Abstract: Accurately recognizing, localizing, and separating sound sources is essential for effective audio-visual perception. Traditionally, these tasks have been approached independently, with separate methods developed for each. However, the interdependencies between source localization, separation, and recognition make it clear that independent models may yield suboptimal performance. To address this, our research focuses on unifying audio-visual learning tasks and architectures to integrate audio and visual cues for joint localization, separation, and recognition. In this talk, I will present our recent progress in this field. I will introduce a unified pretraining framework that enables simultaneous learning of audio-visual recognition, localization, and separation. Additionally, I will showcase a novel early fusion architecture that incorporates local audio-visual interactions, which can be efficiently pre-trained using an audio-visual masked autoencoding framework. The objective of unified pre-training of early fusion models is to replicate human-like multi-modal perception, promising a deeper and more sophisticated understanding of audio-visual interactions, crucial for these true multimodal applications. Throughout the talk, I will share a sequence of compelling findings that demonstrate the strong positive transfer between these tasks. Furthermore, I will highlight the substantial benefits that early audio-visual fusion can provide in enhancing model expressivity and consequently performance on challenging audio-visual applications.

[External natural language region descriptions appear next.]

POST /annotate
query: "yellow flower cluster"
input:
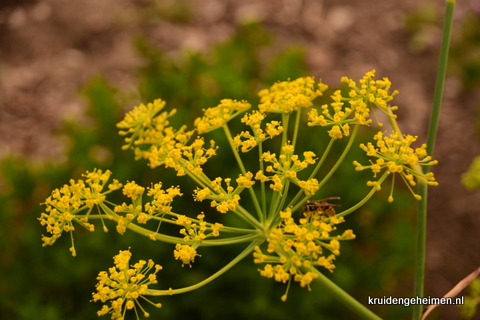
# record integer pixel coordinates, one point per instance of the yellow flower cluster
(160, 205)
(162, 199)
(373, 92)
(124, 285)
(254, 120)
(301, 245)
(195, 233)
(153, 139)
(360, 100)
(218, 116)
(286, 168)
(144, 125)
(64, 204)
(289, 96)
(224, 200)
(395, 154)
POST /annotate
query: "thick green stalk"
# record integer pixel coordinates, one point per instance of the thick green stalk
(243, 254)
(332, 289)
(431, 136)
(244, 172)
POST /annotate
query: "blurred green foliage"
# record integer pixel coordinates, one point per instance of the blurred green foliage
(47, 283)
(469, 309)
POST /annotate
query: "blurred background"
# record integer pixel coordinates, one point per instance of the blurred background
(70, 70)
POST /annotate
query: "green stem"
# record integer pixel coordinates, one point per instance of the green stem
(237, 259)
(262, 183)
(295, 130)
(367, 197)
(174, 240)
(242, 169)
(431, 137)
(342, 157)
(332, 289)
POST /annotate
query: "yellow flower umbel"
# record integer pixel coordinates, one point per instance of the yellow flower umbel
(308, 243)
(64, 205)
(354, 108)
(124, 285)
(395, 154)
(289, 96)
(218, 116)
(286, 167)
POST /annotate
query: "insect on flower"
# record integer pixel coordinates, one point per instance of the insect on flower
(320, 206)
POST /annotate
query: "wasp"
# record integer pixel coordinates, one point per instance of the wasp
(320, 206)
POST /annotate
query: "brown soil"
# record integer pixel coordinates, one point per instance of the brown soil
(49, 48)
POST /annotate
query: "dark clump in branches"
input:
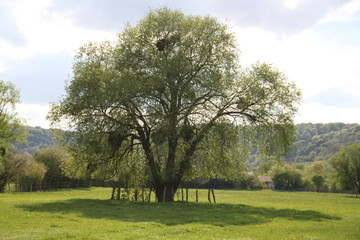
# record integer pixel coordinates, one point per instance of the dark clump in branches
(166, 43)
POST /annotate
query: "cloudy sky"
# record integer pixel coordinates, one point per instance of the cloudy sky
(316, 43)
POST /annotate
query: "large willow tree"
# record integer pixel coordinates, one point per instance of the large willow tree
(164, 85)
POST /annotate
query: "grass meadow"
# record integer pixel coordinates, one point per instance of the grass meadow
(89, 214)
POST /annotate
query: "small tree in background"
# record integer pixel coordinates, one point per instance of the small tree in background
(165, 84)
(11, 130)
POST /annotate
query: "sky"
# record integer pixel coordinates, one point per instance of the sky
(316, 43)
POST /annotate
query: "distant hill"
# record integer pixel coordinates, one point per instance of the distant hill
(317, 142)
(38, 138)
(314, 142)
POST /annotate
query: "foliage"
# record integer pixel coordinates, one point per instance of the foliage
(318, 142)
(37, 138)
(164, 85)
(52, 158)
(346, 163)
(286, 177)
(10, 129)
(26, 169)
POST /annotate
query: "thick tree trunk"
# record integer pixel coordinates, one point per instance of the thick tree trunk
(166, 193)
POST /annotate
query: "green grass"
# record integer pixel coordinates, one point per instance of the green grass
(88, 214)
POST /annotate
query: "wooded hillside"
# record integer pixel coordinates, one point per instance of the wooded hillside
(37, 138)
(317, 142)
(314, 142)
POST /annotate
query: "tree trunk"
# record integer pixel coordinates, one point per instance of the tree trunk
(165, 193)
(113, 193)
(209, 196)
(213, 193)
(118, 193)
(2, 187)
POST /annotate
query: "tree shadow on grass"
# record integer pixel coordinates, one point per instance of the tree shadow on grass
(175, 213)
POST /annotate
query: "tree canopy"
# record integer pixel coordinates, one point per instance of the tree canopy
(10, 129)
(163, 86)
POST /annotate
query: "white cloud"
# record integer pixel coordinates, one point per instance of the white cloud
(318, 113)
(346, 12)
(33, 114)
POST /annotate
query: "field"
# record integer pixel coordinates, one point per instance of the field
(89, 214)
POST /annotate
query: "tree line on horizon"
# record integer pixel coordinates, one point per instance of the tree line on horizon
(166, 104)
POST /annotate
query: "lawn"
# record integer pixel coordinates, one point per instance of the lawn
(89, 214)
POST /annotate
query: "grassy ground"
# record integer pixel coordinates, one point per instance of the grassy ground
(88, 214)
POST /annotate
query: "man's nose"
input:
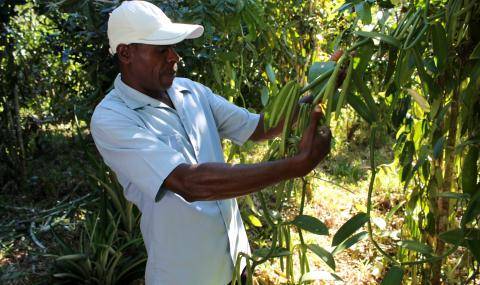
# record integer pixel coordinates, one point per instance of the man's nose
(173, 55)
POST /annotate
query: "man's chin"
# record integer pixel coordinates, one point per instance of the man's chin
(167, 81)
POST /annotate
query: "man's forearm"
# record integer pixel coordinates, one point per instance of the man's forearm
(215, 181)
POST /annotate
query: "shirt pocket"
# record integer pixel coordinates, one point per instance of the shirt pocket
(174, 141)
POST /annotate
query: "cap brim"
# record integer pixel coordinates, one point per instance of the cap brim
(173, 33)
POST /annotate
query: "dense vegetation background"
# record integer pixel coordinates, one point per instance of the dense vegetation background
(413, 101)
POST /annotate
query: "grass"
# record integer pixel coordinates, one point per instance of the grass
(338, 192)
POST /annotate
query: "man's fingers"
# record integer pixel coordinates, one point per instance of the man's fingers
(316, 115)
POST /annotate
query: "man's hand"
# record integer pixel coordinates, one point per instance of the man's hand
(335, 56)
(315, 143)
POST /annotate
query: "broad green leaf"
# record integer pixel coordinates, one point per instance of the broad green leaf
(365, 93)
(360, 107)
(364, 12)
(470, 171)
(382, 37)
(394, 276)
(349, 228)
(421, 101)
(270, 74)
(315, 70)
(438, 148)
(453, 236)
(452, 195)
(416, 246)
(77, 256)
(265, 96)
(277, 252)
(394, 210)
(323, 254)
(473, 209)
(476, 52)
(310, 224)
(474, 247)
(440, 45)
(319, 275)
(350, 242)
(255, 221)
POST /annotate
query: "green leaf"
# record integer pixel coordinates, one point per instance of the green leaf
(363, 12)
(453, 236)
(77, 256)
(349, 228)
(320, 275)
(474, 247)
(382, 37)
(323, 254)
(265, 96)
(350, 242)
(255, 221)
(440, 45)
(310, 224)
(438, 148)
(277, 252)
(470, 171)
(365, 93)
(419, 99)
(394, 210)
(452, 195)
(270, 74)
(476, 52)
(317, 69)
(473, 209)
(360, 107)
(416, 246)
(394, 276)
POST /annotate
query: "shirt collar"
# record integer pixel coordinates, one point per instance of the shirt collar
(136, 99)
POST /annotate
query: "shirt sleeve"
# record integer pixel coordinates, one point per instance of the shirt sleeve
(233, 122)
(134, 152)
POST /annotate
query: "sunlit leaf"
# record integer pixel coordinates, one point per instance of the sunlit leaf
(382, 37)
(350, 242)
(255, 221)
(394, 276)
(349, 228)
(277, 252)
(323, 254)
(416, 246)
(476, 52)
(310, 224)
(320, 275)
(453, 236)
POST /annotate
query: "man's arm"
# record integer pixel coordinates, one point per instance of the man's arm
(261, 134)
(215, 181)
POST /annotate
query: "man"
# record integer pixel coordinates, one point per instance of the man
(161, 136)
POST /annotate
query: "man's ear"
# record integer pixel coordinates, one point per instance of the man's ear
(124, 53)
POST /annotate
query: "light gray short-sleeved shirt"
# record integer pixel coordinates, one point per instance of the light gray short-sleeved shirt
(142, 140)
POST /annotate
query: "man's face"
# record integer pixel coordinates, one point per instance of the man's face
(152, 67)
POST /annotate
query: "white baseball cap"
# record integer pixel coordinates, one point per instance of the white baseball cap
(144, 23)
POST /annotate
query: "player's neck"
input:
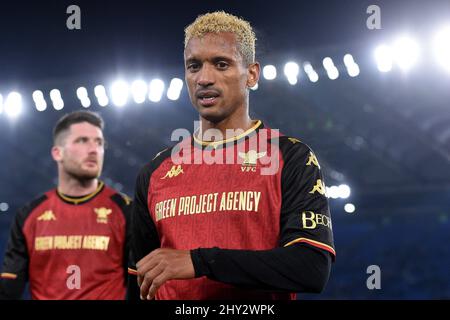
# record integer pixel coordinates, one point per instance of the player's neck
(76, 188)
(242, 122)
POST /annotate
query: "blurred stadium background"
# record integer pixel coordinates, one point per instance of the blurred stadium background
(378, 119)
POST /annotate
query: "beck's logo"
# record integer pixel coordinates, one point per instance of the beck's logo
(173, 172)
(48, 215)
(312, 160)
(250, 160)
(311, 220)
(102, 214)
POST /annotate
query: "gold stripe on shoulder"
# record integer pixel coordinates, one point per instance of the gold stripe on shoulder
(215, 143)
(314, 243)
(78, 200)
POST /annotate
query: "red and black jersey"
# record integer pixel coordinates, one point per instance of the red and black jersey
(254, 196)
(69, 248)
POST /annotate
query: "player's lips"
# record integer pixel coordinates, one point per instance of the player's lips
(91, 162)
(207, 98)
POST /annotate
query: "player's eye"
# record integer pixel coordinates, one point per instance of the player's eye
(222, 65)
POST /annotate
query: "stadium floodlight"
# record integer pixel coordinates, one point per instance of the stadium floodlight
(175, 87)
(255, 87)
(269, 72)
(406, 52)
(384, 58)
(82, 93)
(102, 97)
(291, 71)
(39, 100)
(331, 69)
(333, 73)
(351, 65)
(4, 206)
(333, 192)
(86, 102)
(156, 90)
(344, 191)
(441, 46)
(13, 104)
(119, 93)
(139, 91)
(349, 208)
(57, 100)
(310, 72)
(328, 63)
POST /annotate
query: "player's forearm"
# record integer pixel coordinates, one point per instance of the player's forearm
(296, 268)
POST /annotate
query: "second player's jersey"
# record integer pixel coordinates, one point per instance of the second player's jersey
(257, 191)
(70, 248)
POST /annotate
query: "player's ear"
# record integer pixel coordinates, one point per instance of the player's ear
(57, 153)
(253, 72)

Bio: Pedro is an Assistant Professor at the University of Wisconsin-Madison in the department of Electrical and Computer Engineering, and affiliated with the Computer Sciences department. His research interests are at the intersection of computer vision and machine learning, focusing on developing systems that continuously learn to perceive the world through multiple sensory modalities without direct human supervision. Prior to joining UW-Madison, he was a post-doctoral fellow at Carnegie Mellon University, working with Abhinav Gupta. He earned his Ph.D. degree from the University of California San Diego advised by Prof. Nuno Vasconcelos, and his B.Sc. and M.Sc. degrees from Universidade de Lisboa, Portugal.